T・G・ジャクソン「いにしえの指輪」の舞台となるのはイタリアにあるタルクイーニアと呼ばれる自治区である。このタルクイーニアには現在世界遺産ともなっている古代エトルリア人が遺した墓地遺跡(ネクロポリス)があり、怪異はそこで起こるのだ。調べるとエトルリア人とは古代ローマ以前に先住していた民族であり、古代ローマ人と同化する形で消滅したのだという。こういった設定からしてもういわくありげで楽しいじゃないか。確かに物語的には「指輪の呪い」といった有り体のものだが、この設定の妙と、「キリスト教誕生以前の古の神」という禍々しさが想像力を刺激した。

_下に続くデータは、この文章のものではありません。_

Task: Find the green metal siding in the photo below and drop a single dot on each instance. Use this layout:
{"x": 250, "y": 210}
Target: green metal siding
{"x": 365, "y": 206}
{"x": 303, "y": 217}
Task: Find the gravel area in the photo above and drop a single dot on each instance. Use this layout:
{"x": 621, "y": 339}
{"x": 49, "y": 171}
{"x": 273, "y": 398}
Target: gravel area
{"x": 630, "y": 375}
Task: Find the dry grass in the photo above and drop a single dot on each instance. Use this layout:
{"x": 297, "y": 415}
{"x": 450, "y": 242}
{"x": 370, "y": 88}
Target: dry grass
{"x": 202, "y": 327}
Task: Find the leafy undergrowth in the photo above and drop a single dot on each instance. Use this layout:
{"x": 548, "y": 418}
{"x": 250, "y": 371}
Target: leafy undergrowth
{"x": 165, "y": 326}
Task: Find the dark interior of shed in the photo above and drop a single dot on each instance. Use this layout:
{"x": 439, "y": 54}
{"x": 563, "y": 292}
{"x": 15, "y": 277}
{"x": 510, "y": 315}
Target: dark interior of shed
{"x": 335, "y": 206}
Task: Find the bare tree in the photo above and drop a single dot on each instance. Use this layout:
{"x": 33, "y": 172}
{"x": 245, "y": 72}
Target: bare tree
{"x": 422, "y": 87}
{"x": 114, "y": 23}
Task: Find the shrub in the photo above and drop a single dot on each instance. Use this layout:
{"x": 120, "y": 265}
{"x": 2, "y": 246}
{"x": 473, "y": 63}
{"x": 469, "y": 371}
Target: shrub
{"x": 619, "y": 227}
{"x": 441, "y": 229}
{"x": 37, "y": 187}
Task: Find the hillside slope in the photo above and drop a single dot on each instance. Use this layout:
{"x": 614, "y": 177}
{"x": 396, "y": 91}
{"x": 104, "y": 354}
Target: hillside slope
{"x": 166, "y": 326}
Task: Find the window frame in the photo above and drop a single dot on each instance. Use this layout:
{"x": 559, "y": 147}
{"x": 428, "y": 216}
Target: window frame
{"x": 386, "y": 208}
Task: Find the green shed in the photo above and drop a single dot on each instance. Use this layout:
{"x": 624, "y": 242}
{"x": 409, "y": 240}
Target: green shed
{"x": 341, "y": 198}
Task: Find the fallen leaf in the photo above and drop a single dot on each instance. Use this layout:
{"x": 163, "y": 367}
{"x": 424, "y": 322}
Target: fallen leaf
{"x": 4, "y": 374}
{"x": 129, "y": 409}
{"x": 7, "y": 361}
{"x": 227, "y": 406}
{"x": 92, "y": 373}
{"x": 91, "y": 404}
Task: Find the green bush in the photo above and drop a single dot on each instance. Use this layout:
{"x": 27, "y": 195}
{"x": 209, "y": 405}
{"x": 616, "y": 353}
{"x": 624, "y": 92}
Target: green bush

M・E・ブラムストン「閉ざされた扉」は悪女に恋人を奪われた娘が、数奇な運命からその悪女とかつての恋人との間にできた子供を養育することになる、という物語だ。この子供が早くに亡くなりその幽霊が……という部分では怪異譚であるのだが、そういった部分よりも運命に弄ばれながらも自らを律し健気に生きる女の人生の在り方が妙に読ませるのだ。いわゆるモラリズム文学という事ができるが、そこに幽霊を持ってきて人生訓にしている点で変わり種として読むことができた。